Début mars, un rapport du département d’Etat américain a fait grand bruit, affirmant que la « production de cannabis » au Maroc équivalait à 23 % du produit intérieur brut marocain (PIB), qui s’est élevé, en 2016, à 100 milliards de dollars (93 milliards d’euros). Un chiffre considérable lancé comme un écran de fumée qui masque des réalités complexes en termes de culture et de transformation de la matière première.
La sociologue et économiste Kenza Afsahi, chercheuse au Centre Emile Durkheim (CNRS), maître de conférences à l’Université de Bordeaux et chercheuse associée au CESDIP de Versailles-Saint-Quentin et au Centre Jacques-Berque de Rabat, a réalisé sa thèse sur la culture de cannabis au Maroc.
Décryptage.
Ce chiffre spectaculaire vous paraît-il crédible ?
Kenza Afsahi: La production de cannabis occupe une place importante dans l’économie du Maroc, mais ce chiffre doit être pris avec précaution.
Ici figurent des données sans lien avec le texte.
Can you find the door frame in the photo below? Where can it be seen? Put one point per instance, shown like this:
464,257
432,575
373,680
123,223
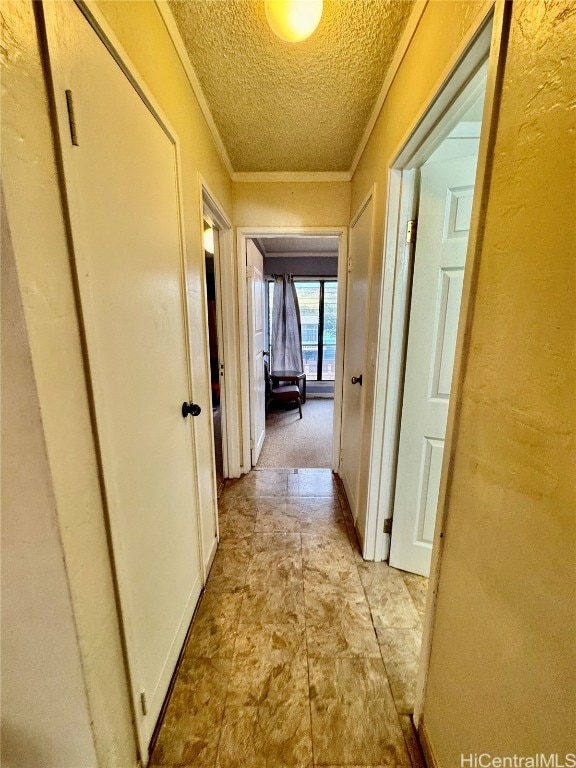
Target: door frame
248,233
370,197
484,42
225,277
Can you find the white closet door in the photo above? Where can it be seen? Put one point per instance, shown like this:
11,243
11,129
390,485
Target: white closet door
445,206
122,185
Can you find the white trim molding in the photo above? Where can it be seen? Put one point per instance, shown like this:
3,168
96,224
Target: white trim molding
291,176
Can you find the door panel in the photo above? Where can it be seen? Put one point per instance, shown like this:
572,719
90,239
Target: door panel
122,187
256,334
445,207
355,354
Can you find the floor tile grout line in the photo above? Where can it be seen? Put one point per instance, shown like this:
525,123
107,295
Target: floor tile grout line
307,656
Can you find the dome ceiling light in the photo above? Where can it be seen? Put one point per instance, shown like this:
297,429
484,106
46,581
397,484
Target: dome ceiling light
293,20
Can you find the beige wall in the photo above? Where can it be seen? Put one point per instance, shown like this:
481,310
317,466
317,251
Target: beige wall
42,257
501,676
437,37
295,204
45,723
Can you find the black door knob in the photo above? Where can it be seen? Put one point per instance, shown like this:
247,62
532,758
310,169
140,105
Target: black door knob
191,409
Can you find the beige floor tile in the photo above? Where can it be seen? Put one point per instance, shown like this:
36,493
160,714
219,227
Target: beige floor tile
214,629
228,572
390,602
273,604
343,575
290,602
333,530
317,508
319,552
277,542
269,483
274,568
275,517
400,652
236,525
312,484
270,666
189,735
412,743
353,715
418,588
266,737
338,624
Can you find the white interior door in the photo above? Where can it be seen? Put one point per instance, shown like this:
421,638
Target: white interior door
122,185
445,207
256,334
355,353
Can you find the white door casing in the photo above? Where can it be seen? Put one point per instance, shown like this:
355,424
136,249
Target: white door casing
256,334
446,193
122,186
355,352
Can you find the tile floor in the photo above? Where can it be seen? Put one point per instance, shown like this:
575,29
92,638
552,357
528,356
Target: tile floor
301,654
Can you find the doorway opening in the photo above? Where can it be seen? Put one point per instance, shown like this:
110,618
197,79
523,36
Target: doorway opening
212,299
294,278
435,191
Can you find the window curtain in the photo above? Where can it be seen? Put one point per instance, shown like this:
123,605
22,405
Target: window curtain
286,328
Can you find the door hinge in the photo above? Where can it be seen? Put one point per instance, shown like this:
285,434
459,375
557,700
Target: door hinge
411,231
72,119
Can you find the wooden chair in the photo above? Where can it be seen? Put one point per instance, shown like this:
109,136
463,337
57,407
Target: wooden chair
290,393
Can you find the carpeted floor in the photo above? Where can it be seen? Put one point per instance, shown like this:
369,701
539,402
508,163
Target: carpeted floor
294,442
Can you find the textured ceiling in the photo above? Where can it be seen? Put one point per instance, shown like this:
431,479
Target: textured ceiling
280,106
307,245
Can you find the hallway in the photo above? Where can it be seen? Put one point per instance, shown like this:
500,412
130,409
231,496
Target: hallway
301,653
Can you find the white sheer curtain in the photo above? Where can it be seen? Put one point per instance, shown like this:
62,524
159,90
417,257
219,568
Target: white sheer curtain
286,328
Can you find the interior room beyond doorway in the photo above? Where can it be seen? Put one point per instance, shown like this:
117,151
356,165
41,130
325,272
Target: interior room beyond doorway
312,264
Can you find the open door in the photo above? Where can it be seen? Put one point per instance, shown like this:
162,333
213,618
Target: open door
256,331
446,192
355,353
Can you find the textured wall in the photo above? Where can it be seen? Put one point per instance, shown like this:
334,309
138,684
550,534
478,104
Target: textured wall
309,204
42,259
45,723
326,85
503,649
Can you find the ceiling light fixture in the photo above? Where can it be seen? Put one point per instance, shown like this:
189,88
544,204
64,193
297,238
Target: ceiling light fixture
293,20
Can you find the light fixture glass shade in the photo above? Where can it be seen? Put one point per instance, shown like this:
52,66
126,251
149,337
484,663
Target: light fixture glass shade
209,240
293,20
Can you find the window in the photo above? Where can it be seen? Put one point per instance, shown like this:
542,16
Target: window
318,306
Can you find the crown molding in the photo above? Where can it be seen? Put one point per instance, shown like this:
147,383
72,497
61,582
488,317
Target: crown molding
178,42
291,176
403,45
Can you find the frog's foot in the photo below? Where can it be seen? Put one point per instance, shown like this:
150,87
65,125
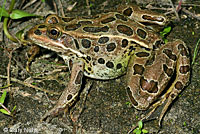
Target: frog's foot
53,112
79,110
34,50
71,92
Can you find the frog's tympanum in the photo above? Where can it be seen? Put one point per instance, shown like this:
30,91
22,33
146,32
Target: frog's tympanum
113,44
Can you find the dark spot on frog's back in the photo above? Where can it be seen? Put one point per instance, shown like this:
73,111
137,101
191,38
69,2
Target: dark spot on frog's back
179,85
111,47
96,49
125,30
138,69
37,32
79,77
184,69
69,97
142,54
103,40
124,43
121,17
107,20
86,43
72,27
149,86
169,54
109,64
101,61
67,19
183,50
141,33
42,26
167,70
76,44
128,11
119,65
85,22
96,29
134,102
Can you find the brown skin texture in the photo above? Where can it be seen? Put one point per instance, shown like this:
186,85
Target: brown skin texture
105,108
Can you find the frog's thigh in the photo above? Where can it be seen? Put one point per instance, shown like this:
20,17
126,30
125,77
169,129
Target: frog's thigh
182,73
136,68
148,76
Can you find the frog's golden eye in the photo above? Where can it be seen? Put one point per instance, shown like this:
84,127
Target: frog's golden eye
54,33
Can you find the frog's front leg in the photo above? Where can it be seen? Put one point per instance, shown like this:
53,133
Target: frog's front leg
71,91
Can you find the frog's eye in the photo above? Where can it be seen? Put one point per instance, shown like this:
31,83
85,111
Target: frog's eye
54,33
52,19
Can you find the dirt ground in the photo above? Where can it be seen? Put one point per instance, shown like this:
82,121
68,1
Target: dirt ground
106,109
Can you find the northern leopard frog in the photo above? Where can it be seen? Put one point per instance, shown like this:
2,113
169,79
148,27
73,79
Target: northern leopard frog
112,44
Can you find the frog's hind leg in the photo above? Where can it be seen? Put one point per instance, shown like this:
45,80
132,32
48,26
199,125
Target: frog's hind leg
182,75
149,74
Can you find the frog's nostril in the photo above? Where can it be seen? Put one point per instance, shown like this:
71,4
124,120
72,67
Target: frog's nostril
37,32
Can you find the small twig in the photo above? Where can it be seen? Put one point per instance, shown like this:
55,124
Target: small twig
88,7
29,85
61,8
190,14
8,68
5,108
179,6
55,7
29,4
174,9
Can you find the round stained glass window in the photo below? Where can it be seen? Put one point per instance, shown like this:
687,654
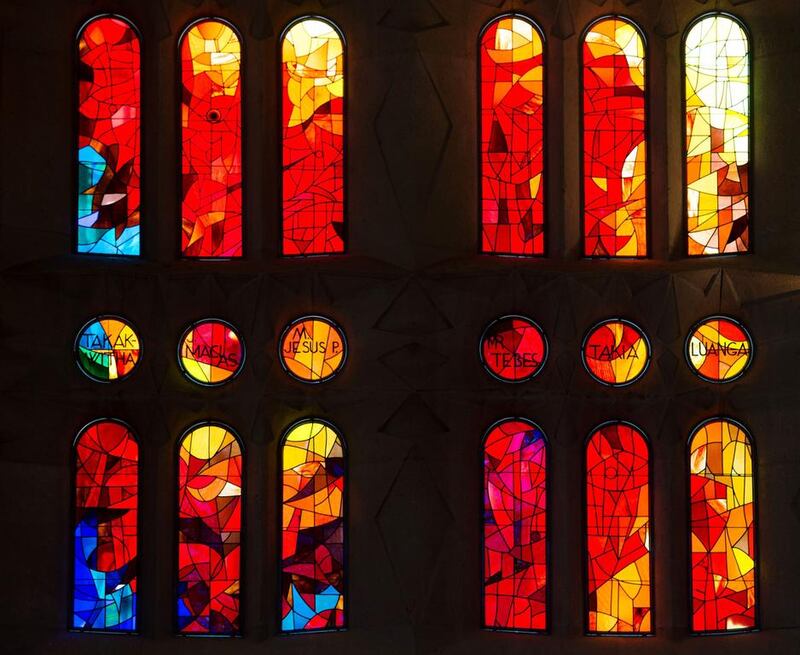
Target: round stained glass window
719,349
211,352
616,352
313,349
107,349
513,348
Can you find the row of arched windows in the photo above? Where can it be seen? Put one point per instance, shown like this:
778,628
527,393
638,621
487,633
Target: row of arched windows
618,564
512,67
210,492
617,528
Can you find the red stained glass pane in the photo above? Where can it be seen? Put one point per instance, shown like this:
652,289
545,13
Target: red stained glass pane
618,530
105,539
614,140
513,348
723,524
616,352
515,527
312,123
209,531
512,137
109,137
211,134
313,528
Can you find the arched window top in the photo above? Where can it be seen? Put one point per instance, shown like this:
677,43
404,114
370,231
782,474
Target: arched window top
313,575
105,528
618,539
515,527
313,137
716,57
210,481
109,137
614,118
211,135
512,157
724,549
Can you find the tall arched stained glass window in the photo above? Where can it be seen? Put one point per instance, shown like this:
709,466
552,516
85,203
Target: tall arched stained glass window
105,546
618,545
209,531
313,528
512,136
313,137
717,147
614,119
723,527
515,527
211,137
109,137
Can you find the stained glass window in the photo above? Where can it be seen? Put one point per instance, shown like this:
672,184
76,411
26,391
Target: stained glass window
515,527
723,526
313,349
313,528
616,352
312,123
211,134
717,61
513,348
211,352
619,567
107,348
209,531
719,349
512,136
614,140
105,546
109,137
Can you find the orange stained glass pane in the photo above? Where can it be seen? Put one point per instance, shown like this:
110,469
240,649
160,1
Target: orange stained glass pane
717,70
313,528
616,352
614,140
723,527
313,349
618,530
719,349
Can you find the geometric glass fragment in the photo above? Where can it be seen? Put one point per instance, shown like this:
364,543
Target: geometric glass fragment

Il est issu du dernier rapport de l’Office des Nations unies contre la drogue et le crime (ONUDC) qui estime la production de haschich, ou résine de cannabis, au Maroc à 700 tonnes. Le rapport du département d’Etat parle, lui, de 700 tonnes de cannabis qui, une fois transformées en résine, seraient potentiellement équivalentes à 23 % du PIB. Il y a là une première confusion entre cannabis à l’état brut et cannabis transformé en résine.